Searching For The Next Generation of Scientists

May 1, 1998

Mark Miester

In 1979, Dan Schwartz was a junior at Horace Mann High School in New York with a gift for science and no clear idea of what to do with it when he enrolled in a special science program taught by faculty at Columbia University. That ended up making all the difference.

"It really gave me insight as to what [a life in science] was like and made teaching and research seem not so impossible," says Schwartz, today an assistant professor of chemistry. "When the time came later on to think about a career, I saw that as a way to go."

Today, Schwartz is hoping a new program he's spearheading will have the same effect on New Orleans-area high school students. By organizing the Tulane University Science Scholars Program, Schwartz hopes to give area high school students a taste of the scientist's life, linking gifted students with Tulane faculty teaching anything from laser technology to coastal biogeochemistry.

"The idea is for faculty researchers to share their field of interest with the students," Schwartz explains. "We're looking at students who really are prospective scientists. This is the next generation who will fill our shoes."

While outreach programs that target disadvantaged or minority students exist, Schwartz says this is the only program he knows of aimed specifically at future scientists. Each semester, Science Scholars Program students will pick one of several six- or 12-week courses. Classes will meet on Saturday mornings. The focus of the courses, which will change each semester, will be left to the faculty member teaching it.

The program, which kicks off in September, is free, and Schwartz intends to admit only about 50 of the most gifted science students in the area each semester to maximize the interaction between students and faculty members. Schwartz first started to consider organizing the program last summer. He called a few high school teachers in the area to gauge their reaction and then talked to about a dozen faculty members in different departments. All were enthusiastic.

"When I started talking to them about it, they immediately took the ball and ran with it," Schwartz says. "It was then that I realized that if I could just organize it the creativity of the faculty would take over."

With a partial grant from the Camille and Henry Dreyfus Foundation and a two-year commitment from liberal arts and sciences dean Teresa Soufas, Schwartz began recruiting in March. He sent letters inviting teachers at 140 area high schools--essentially all schools within an hour's drive of Tulane--to nominate students for the program. Schwartz will select students on the basis of teacher evaluations, grades, an application essay, and performance on a placement exam.
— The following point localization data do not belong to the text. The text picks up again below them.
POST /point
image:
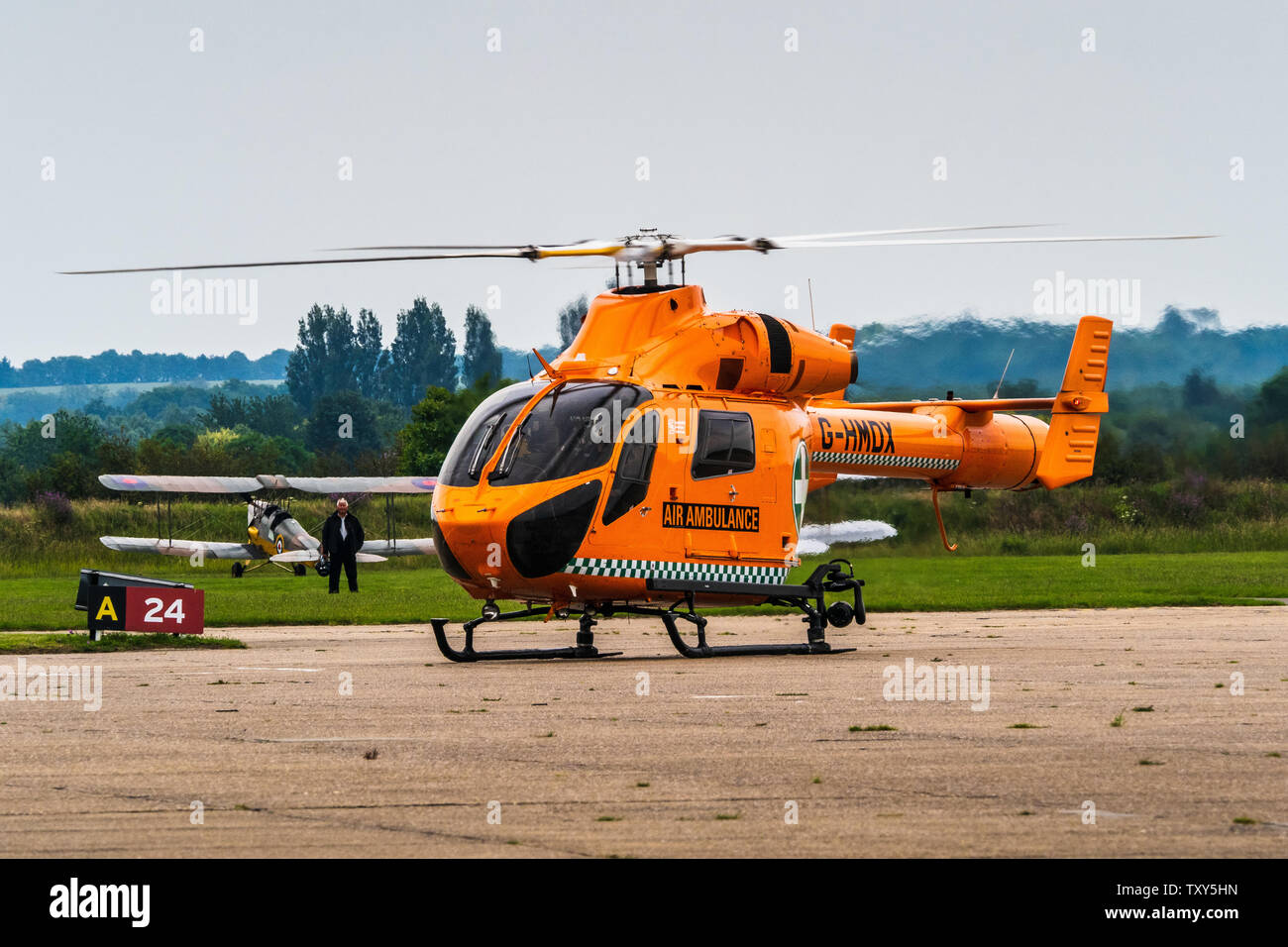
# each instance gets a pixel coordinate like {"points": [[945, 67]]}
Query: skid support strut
{"points": [[585, 646]]}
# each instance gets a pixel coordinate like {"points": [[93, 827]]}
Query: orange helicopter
{"points": [[662, 462]]}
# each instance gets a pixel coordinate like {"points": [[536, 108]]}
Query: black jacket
{"points": [[342, 548]]}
Selectivity, Schwartz says, is the key to making the program work.

"My primary concern is to have a group of students who are really motivated and interested," he says. "This is going to thrive on their interests, so I think that's what's going to make it really fun for the students and the teachers."

To recruit faculty to teach in the program, Schwartz sent out a letter to Tulane faculty in science, engineering and medicine that conduct research. Participating faculty will receive a nominal stipend, but Schwartz says there are better reasons for faculty to sacrifice their Saturday mornings.

"For me it's the opportunity to work with smart, highly motivated kids," says Schwartz. "We're looking at students who really are prospective scientists. Like the Columbia program, this program is a feeder for scientists, and for professors interested in education that ought to be something attractive."